Empecé el blog, y a veces eran entradas alegres. Divertidas. Otras eran Biblias infumables. Pero también se colaban bajones, versos huérfanos, momentos de desahogo inevitables. No escribía solo en el blog. Éste solo era la parte visible de la luna, pero en mi ordenador guardaba miles de historias y momentos. 

Solo una vez me propuse en serio escribir una novela. Quería ubicarla en Sudán. Pero me di cuenta de que no tenía la más remota idea de Sudán, ni de cómo era, ni de qué había allí ni cómo era su gente. ¿Cómo podía escribir una historia sin tener ni idea? Comencé a documentarme. Me sobrepasó de tal manera que decidí dejarlo. Fue entonces cuando me di cuenta de que para escribir no hace falta solo saber escribir. O que te guste. Escribir exige un conocimiento tan amplio, una documentación tan ardua, una planificación de espacios y personalidades demasiado seria como para tomárselo a la ligera. 

Hoy día escribo poco o nada. Muchas veces me descubro pensando en escrito, como digo yo, pensando como si estuviera escribiendo. Es una práctica que me ha acompañado durante años, pero ya la estoy perdiendo. Antes intentaba memorizar eso que había escrito en mi mente para que no se me olvidase, y poder escribirlo al llegar a casa. Ahora solo me doy cuenta, y ya está. Paso a otra cosa, porque no sé qué vamos a cenar y deberíamos comprar pasta de dientes. También hay que poner una lavadora y llamar a los del gas.
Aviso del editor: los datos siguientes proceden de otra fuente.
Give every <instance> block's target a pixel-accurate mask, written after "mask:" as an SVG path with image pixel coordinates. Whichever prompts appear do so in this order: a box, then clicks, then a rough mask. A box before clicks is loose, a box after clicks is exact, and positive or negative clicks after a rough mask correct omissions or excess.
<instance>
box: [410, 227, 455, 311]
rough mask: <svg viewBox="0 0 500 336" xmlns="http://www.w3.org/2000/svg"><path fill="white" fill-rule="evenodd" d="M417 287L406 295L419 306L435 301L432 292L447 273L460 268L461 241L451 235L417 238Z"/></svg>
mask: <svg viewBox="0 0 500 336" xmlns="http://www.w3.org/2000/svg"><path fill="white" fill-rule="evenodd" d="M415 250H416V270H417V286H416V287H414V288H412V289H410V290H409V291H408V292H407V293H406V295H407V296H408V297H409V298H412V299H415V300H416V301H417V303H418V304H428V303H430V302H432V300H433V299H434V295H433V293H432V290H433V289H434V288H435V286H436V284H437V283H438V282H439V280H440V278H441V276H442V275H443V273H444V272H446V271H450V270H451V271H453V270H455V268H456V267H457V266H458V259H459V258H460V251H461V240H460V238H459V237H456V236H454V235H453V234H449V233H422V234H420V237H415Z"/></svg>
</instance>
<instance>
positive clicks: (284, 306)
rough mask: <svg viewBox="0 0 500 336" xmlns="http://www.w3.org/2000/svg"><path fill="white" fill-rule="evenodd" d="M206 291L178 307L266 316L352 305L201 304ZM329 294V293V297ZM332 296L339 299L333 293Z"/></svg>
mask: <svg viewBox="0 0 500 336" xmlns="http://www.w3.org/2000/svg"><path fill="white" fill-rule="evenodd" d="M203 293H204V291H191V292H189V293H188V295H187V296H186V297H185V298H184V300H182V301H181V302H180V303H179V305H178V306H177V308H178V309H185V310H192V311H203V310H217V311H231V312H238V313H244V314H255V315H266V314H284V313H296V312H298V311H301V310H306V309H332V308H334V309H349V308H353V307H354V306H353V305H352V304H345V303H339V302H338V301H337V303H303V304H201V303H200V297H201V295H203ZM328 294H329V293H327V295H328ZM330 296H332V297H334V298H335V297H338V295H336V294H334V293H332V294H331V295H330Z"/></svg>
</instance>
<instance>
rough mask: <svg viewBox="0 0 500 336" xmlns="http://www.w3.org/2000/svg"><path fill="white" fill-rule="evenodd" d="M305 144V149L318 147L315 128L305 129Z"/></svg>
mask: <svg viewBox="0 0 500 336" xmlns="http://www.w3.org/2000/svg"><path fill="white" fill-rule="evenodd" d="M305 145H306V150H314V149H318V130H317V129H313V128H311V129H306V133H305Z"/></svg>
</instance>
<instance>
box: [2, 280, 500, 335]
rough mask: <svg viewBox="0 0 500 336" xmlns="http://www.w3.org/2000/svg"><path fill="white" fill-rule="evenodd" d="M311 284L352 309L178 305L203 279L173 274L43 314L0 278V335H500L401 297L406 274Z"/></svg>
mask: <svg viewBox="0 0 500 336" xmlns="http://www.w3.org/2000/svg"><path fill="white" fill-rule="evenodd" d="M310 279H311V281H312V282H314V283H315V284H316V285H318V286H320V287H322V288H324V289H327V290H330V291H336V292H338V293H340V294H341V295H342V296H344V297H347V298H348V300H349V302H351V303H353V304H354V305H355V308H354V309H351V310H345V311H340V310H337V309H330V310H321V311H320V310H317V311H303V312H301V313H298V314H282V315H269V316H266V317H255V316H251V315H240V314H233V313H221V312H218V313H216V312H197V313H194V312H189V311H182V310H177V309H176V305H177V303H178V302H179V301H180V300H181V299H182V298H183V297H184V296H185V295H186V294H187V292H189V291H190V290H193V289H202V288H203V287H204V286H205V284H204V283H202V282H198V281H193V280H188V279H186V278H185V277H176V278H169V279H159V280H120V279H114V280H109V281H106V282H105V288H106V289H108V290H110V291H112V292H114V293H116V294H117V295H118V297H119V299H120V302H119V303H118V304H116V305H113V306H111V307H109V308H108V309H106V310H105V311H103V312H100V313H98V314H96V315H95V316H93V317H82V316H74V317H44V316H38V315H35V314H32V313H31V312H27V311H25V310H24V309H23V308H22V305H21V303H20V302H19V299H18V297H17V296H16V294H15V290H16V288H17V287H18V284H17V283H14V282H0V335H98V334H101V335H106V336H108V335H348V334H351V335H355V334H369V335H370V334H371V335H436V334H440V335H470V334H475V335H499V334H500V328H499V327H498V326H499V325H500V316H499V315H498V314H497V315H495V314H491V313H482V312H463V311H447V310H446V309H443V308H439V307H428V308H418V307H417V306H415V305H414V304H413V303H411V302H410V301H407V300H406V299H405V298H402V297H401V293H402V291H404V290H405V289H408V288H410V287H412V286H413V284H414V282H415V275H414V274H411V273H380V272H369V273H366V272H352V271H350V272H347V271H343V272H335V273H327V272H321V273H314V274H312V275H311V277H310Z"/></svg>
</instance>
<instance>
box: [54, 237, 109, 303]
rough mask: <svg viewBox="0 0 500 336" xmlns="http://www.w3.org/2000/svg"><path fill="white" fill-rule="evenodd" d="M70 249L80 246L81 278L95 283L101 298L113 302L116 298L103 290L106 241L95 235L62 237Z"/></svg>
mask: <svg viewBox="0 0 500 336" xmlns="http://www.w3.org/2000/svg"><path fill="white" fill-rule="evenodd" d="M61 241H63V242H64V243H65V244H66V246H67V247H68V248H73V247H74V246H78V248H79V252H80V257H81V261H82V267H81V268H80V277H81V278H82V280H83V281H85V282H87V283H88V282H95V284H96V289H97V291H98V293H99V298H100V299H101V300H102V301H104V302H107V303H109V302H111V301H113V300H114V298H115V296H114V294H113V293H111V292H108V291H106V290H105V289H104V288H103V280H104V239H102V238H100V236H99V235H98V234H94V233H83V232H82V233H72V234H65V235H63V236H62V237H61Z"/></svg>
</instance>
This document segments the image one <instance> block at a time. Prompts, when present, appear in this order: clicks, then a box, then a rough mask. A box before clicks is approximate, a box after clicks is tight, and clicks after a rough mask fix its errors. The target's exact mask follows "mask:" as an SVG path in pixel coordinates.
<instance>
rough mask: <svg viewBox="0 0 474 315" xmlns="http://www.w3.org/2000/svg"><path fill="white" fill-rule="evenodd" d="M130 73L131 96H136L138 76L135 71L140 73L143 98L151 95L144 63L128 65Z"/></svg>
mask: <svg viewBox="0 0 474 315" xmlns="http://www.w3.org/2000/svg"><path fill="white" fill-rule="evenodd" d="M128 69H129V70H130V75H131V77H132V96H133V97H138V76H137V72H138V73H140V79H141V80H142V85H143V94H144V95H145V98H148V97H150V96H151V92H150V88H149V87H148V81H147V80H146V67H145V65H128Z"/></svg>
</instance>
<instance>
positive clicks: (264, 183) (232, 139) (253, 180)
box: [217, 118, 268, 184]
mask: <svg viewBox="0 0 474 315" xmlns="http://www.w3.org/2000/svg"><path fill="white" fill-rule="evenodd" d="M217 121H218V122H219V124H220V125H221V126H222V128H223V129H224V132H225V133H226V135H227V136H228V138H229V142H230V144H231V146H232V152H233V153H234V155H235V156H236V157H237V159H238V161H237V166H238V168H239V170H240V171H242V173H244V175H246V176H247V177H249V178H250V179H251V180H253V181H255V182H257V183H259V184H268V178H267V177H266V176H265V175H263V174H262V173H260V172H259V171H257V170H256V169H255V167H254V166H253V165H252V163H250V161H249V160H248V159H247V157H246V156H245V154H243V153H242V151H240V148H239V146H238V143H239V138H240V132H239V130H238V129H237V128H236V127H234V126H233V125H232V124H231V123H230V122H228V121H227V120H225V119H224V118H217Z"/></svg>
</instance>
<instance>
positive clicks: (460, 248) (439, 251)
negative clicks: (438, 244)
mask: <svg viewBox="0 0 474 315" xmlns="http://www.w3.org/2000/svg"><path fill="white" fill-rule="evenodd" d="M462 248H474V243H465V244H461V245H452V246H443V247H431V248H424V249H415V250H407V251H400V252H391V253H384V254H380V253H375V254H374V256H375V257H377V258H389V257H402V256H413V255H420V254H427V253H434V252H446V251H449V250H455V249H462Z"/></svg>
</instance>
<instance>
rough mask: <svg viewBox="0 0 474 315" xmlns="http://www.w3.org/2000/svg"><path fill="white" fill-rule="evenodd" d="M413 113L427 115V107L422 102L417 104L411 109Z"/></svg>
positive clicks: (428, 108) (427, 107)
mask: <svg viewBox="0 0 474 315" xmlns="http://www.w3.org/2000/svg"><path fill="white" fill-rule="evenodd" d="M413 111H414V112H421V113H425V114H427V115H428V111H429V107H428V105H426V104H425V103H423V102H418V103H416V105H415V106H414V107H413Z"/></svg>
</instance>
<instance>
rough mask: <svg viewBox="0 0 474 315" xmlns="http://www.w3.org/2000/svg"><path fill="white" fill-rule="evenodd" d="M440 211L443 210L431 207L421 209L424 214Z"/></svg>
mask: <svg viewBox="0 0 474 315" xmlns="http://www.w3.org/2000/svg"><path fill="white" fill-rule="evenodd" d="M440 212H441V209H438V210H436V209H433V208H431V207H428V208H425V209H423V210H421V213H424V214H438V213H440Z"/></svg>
Me gustaría seguir practicando ukelele, y estoy mirando clases de conversación en inglés. Ayer fui a preguntar precios para volver al gimnasio, y la semana pasada compré un par de cupones para ir a montar a caballo y para hacer snow. Seguramente el domingo no me apetezca otra cosa que ocupar el sofá en posición horizontal. Y así van pasando los días, y la música y los libros cada vez tienen menos espacio en mi vida, o el que les dejo.